There are three probe types, and understanding what each one is for matters more than knowing the configuration syntax.

A liveness probe answers one question: is this container still alive and functioning, or is it stuck in a state it can't recover from? If the liveness probe fails, Kubernetes kills the container and starts a new one. This is the probe you use for deadlock detection — for situations where the process is still running but is no longer capable of doing useful work. The key thing to understand is that liveness is not for slow startup or transient errors. If a container fails a liveness probe during startup because it hasn't finished initialising, Kubernetes will restart it — and if the restart doesn't help, you end up in a CrashLoopBackOff. This is one of the most common misconfiguration mistakes.

A readiness probe answers a different question: is this container ready to receive traffic? If the readiness probe fails, Kubernetes removes the pod from the service endpoints. No requests are routed to it. The container keeps running — it just isn't serving traffic. Readiness is the right tool for transient unavailability: a dependency is down, a cache is warming up, the container is handling a burst and needs a moment before it can take more requests. Unlike liveness, a failed readiness probe doesn't cause a restart. It's a temporary signal, not a death sentence.

A startup probe is the newest of the three, and it exists specifically to solve the slow-start problem that liveness probes create.
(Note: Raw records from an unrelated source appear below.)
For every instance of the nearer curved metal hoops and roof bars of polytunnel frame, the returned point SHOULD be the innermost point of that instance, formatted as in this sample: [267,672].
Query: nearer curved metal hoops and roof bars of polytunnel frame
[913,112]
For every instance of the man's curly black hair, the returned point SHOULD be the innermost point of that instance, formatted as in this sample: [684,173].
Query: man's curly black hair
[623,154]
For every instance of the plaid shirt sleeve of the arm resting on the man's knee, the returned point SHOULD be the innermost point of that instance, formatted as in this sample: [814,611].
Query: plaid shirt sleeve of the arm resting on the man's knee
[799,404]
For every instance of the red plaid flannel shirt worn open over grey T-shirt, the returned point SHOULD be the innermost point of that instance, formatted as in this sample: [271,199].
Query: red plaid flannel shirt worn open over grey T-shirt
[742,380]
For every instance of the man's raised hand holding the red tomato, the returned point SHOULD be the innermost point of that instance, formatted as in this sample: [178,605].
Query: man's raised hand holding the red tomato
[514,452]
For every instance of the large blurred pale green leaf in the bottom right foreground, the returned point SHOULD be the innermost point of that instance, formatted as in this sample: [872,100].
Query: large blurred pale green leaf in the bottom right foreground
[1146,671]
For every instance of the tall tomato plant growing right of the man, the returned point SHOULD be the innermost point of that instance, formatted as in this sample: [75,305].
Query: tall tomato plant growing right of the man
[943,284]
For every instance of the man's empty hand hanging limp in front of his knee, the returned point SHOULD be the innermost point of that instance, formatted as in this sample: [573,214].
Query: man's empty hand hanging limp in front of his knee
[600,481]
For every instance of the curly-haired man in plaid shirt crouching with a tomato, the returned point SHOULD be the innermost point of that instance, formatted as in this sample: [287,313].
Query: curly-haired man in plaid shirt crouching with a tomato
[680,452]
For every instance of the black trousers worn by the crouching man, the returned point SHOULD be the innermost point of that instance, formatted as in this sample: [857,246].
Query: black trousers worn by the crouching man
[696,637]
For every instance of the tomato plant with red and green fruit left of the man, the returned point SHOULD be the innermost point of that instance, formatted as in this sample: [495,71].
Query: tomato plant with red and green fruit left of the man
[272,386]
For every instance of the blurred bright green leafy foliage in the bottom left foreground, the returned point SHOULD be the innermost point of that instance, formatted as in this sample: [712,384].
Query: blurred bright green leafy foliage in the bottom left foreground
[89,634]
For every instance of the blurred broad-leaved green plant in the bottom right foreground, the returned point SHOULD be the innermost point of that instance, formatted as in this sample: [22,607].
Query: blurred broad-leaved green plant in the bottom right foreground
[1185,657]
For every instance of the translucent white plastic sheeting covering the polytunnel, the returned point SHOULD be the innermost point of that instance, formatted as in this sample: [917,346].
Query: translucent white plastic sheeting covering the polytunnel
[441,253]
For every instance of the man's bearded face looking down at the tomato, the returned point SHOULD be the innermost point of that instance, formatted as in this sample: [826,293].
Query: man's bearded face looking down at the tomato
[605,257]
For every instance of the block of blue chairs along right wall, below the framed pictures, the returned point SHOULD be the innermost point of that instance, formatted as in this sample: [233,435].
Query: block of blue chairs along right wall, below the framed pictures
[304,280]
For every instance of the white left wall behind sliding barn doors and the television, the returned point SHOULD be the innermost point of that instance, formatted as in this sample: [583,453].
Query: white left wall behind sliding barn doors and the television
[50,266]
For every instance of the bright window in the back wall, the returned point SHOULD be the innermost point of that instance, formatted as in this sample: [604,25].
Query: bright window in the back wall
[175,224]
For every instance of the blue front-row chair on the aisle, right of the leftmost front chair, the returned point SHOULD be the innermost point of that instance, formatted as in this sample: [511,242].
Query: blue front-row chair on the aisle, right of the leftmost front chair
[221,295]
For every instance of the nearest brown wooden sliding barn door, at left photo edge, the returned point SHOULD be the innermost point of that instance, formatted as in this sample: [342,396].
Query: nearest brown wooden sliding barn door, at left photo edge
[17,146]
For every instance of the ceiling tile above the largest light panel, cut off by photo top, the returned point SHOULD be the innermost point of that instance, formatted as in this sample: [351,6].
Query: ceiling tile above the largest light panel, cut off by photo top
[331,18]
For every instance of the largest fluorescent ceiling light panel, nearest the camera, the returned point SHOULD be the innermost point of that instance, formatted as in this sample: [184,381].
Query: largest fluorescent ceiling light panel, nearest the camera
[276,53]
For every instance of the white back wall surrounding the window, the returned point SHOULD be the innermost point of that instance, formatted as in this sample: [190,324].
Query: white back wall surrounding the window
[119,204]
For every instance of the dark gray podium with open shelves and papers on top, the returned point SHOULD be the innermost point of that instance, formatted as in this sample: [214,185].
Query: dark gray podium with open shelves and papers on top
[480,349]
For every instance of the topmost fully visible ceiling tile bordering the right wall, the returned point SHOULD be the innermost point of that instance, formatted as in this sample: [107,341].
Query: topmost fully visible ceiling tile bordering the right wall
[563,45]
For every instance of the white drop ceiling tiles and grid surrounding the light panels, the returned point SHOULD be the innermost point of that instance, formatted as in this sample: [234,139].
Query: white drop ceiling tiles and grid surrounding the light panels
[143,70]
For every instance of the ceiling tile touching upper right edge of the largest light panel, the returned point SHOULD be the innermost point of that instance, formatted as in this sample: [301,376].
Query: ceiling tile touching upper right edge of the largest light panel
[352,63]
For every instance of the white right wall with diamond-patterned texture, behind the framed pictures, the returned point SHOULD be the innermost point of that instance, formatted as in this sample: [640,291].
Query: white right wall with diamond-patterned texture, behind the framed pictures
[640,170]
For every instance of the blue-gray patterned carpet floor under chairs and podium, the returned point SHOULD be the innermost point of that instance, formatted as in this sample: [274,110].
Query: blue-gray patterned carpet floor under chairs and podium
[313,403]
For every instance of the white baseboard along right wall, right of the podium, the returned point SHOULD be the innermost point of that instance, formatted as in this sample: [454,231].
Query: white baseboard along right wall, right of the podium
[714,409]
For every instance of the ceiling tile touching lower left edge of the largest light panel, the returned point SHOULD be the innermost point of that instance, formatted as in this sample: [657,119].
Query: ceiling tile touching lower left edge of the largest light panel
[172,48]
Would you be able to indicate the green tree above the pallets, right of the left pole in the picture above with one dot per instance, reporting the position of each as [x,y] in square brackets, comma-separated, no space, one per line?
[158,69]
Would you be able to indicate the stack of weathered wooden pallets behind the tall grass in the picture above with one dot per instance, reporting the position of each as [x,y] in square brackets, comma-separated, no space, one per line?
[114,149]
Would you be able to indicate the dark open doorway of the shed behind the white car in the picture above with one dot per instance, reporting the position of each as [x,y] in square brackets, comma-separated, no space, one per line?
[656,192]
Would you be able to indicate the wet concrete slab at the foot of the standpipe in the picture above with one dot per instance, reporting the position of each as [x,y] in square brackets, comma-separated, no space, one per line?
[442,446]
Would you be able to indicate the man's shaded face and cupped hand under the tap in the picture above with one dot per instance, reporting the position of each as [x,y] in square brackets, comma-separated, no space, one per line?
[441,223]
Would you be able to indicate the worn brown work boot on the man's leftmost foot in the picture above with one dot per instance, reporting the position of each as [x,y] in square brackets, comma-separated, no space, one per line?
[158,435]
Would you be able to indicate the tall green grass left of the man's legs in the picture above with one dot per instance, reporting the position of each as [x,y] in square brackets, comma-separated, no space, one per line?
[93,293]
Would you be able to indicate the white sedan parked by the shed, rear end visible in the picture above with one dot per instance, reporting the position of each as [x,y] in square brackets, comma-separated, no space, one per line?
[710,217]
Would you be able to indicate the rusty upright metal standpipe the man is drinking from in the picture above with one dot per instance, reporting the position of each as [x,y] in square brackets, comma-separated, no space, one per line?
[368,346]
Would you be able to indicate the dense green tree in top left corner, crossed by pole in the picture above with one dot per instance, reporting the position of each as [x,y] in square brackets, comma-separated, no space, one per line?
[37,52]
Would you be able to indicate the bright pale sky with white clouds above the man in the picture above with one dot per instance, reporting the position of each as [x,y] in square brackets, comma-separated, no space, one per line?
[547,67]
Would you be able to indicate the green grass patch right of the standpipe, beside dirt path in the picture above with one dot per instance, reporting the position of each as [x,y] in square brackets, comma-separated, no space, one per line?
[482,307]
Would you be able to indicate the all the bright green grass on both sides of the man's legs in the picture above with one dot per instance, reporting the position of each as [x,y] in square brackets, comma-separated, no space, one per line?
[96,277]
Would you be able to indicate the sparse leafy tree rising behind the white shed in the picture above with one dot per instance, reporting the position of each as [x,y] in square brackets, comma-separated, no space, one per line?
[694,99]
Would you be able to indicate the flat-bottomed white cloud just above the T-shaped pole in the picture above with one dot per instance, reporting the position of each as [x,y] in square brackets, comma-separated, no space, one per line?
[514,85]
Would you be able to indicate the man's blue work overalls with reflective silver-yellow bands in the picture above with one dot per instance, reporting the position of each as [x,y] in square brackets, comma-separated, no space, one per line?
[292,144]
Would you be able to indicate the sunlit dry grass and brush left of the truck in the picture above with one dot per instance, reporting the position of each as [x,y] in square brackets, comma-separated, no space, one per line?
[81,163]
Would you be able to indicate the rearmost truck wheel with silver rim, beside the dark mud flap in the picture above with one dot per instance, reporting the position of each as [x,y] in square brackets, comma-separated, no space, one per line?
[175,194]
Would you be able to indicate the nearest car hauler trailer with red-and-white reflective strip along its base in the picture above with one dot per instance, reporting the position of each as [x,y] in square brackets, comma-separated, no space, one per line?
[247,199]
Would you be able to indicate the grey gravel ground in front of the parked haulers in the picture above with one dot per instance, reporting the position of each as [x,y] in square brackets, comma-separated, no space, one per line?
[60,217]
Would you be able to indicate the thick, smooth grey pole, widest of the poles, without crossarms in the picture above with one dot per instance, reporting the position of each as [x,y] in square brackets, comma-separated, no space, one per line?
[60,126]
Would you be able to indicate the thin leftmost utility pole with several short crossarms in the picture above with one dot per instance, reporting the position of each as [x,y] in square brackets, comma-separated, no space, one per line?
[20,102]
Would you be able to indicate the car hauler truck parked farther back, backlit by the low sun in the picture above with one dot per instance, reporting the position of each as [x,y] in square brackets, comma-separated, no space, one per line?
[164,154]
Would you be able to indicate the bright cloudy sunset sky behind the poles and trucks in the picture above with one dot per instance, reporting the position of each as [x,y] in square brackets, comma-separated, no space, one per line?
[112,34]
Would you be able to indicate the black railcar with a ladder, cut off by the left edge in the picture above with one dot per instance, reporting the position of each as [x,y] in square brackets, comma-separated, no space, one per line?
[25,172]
If you have a container that takes 60 or 90 seconds to initialise — a JVM application, a service loading a large model, anything with substantial startup work — you can't set a liveness probe with a generous initialDelaySeconds without also making your deadlock detection slow for the life of the pod. The startup probe runs instead of the liveness probe until it succeeds. Once it does, the liveness probe takes over. This separation gives you fast deadlock detection during normal operation without penalising slow-starting containers.

In practice, the most robust configuration uses all three. Set a startup probe with a high failureThreshold and a reasonable periodSeconds — enough time for your slowest valid startup. Set a liveness probe with a low failureThreshold and a short periodSeconds, because once the application is running, a genuine deadlock should be detected quickly. Set a readiness probe that checks whether the application can actually handle requests — not just that the process is alive, but that the dependencies are reachable and the service is warm.

The other common mistake is using an HTTP endpoint that always returns 200 regardless of application state. A probe that can't fail provides no signal. Your liveness endpoint should actually check whether the application is functional. Your readiness endpoint should check whether it's ready to serve. These are different questions and they deserve different implementations.

Probes configured correctly are invisible — your pods start cleanly, bad containers get replaced quickly, and traffic never hits a service that isn't ready. Probes configured incorrectly are a reliable source of production incidents. The investment in getting them right is small compared to the cost of debugging a CrashLoopBackOff at 2am.